China's population is aging faster than any that of other country in the world. It will have 400 million people age 60 and older by 2020, and 100 million older than 80. By 2050, a third of the 1.4 billion Chinese will be at least 60.

In most of Asia, the family and the individual are expected to jointly take care of their own retirement needs. But China and Japan are the exceptions to this rule, according to a survey of over 21,000 people in 25 countries and territories by HSBC Insurance and the Oxford Institute of Ageing. In China, government is seen as the most important contributor to retirement income. A reported 90 percent of workers are eligible for China's basic social security plan. Self and family are the second most important factors for retirement security, while the employer is least important, HSBC found. (In all of North America, the individual alone is seen as the dominant contributor to retirement income.)

While the United States has just above two children per couple, each Chinese couple is allowed only one child. And China's generation made up almost completely of only children is now entering the workforce. Many young people are leaving their parents in search of greater economic opportunities in China's cities, further removing modern China from the culture in which children were once expected to care for their parents when they reached retirement age.

But Chinese workers are optimistic about their retirement preparedness.
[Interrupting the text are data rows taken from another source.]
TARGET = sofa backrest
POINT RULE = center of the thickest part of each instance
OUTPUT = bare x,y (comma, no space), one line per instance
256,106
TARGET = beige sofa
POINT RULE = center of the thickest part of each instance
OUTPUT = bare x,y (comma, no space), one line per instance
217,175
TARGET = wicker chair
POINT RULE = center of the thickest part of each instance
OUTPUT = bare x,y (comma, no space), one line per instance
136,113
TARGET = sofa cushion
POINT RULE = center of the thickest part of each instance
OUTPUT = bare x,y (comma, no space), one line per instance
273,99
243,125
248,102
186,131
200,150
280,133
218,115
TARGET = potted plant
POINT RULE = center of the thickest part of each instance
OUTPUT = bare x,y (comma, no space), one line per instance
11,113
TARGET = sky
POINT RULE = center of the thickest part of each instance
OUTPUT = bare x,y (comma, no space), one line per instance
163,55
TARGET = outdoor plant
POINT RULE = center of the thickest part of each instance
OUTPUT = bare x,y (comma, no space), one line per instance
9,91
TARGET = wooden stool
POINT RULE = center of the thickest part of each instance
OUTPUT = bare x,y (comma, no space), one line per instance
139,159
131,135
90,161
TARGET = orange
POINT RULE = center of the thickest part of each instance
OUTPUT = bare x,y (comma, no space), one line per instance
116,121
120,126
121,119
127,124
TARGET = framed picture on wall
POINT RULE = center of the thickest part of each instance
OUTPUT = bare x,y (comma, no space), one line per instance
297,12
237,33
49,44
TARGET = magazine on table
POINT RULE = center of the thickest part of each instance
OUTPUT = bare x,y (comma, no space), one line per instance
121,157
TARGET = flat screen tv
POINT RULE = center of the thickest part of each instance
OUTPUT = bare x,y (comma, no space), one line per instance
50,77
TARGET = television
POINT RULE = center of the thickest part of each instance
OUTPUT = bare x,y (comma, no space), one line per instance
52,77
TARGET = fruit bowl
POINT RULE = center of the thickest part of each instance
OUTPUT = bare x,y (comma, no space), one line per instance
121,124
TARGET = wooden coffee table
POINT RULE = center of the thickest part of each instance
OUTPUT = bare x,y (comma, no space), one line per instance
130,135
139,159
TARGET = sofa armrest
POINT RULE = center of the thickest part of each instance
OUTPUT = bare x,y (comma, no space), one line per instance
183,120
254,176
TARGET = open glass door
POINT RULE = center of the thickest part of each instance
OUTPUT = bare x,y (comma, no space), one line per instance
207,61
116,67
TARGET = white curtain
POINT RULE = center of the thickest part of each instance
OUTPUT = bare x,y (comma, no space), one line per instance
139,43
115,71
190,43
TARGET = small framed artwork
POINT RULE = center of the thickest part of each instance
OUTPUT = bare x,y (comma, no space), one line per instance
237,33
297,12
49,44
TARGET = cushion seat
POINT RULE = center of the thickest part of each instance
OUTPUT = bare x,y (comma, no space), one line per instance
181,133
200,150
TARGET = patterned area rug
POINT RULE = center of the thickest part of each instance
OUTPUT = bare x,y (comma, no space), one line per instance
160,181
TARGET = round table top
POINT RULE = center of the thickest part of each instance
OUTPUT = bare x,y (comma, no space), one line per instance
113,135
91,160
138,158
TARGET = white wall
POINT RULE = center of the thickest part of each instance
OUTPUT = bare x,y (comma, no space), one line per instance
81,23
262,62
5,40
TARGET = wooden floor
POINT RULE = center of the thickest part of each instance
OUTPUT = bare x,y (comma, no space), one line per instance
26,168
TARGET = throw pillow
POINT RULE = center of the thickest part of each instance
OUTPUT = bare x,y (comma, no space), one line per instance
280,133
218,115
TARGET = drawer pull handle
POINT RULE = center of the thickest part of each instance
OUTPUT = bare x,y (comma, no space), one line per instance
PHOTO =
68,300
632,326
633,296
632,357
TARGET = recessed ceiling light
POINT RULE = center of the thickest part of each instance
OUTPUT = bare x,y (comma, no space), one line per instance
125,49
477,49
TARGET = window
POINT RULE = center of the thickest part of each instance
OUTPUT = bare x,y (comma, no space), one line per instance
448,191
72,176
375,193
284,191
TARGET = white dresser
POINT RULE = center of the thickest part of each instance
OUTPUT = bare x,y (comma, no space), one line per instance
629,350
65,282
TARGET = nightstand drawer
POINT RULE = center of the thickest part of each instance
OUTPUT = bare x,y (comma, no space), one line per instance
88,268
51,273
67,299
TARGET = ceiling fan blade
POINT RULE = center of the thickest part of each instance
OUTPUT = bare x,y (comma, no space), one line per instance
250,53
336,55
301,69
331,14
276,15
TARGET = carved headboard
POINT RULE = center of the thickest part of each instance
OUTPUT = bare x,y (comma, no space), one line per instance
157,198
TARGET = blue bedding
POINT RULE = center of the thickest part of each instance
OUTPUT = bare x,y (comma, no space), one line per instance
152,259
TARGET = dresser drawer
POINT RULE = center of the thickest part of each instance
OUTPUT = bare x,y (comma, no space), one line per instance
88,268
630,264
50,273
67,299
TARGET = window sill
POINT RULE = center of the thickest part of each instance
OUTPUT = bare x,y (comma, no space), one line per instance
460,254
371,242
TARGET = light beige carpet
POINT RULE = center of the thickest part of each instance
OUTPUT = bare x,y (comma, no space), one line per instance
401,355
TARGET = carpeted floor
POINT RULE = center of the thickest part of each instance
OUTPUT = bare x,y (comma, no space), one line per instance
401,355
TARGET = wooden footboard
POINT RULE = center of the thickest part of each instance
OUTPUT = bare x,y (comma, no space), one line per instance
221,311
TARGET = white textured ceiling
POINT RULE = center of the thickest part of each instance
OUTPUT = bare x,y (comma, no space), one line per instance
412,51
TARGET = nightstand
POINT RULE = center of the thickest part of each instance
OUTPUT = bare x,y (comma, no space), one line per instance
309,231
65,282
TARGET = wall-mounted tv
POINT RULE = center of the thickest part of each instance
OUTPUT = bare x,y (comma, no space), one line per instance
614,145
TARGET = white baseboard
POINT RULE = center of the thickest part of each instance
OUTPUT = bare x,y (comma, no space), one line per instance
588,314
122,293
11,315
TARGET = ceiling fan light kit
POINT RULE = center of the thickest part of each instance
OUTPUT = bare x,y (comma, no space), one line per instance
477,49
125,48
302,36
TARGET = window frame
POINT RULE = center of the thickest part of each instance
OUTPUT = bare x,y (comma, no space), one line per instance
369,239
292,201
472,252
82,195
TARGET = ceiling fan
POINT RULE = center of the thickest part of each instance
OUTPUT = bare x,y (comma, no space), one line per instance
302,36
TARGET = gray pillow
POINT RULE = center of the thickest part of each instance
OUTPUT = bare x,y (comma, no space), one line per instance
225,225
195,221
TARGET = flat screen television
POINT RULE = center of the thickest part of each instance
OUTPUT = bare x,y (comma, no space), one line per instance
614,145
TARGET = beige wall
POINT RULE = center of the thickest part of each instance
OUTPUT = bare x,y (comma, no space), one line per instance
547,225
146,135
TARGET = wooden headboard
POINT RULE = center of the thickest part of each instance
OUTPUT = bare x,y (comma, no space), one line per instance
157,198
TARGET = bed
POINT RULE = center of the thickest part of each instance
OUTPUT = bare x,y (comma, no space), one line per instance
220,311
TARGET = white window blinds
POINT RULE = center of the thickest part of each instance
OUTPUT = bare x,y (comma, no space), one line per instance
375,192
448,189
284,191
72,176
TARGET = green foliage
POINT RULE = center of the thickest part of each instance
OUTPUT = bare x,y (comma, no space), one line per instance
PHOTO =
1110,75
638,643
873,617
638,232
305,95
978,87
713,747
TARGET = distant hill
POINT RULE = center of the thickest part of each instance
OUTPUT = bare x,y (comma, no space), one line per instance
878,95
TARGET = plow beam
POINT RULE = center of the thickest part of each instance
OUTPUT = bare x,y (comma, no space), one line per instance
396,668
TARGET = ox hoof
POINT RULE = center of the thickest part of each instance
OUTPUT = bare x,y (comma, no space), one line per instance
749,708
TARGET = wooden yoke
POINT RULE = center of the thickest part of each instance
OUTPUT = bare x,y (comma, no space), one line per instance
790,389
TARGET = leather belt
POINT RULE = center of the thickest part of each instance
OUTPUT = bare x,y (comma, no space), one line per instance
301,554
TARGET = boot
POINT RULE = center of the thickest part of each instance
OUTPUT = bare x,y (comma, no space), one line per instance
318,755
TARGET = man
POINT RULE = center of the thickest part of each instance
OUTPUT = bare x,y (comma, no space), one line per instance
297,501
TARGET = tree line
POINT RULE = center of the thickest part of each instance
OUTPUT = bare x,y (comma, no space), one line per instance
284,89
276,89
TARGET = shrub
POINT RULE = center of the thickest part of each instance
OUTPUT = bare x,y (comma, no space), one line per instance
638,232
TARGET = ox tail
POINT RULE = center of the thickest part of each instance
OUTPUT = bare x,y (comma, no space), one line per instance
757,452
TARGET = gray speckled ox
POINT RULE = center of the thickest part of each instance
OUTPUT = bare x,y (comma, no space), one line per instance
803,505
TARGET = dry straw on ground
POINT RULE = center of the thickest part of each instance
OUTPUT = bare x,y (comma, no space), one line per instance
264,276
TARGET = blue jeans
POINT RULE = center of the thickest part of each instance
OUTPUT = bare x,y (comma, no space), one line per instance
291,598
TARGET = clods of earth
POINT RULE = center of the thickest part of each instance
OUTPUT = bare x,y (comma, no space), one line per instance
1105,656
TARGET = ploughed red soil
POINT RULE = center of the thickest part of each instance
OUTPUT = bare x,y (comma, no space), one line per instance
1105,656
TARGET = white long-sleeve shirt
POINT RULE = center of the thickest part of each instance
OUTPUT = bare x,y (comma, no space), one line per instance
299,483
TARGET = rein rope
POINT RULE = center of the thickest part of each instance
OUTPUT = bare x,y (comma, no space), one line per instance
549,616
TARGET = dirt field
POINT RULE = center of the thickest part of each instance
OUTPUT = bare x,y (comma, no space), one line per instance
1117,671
A different survey of 26 countries by wealth management and insurance firm AXA Group found that 80 percent of working people in China think their retirement income will be sufficient, the highest proportion among all the surveyed countries. The "Chinese have the highest aspirations and are amongst the most optimistic in the world towards living a happy retirement life," says Jamie McCarry, president and CEO of AXA-MM. "They want to travel, be active, participate in sports, leave an inheritance for their children, and people want to retire earlier—at 53—than all countries surveyed."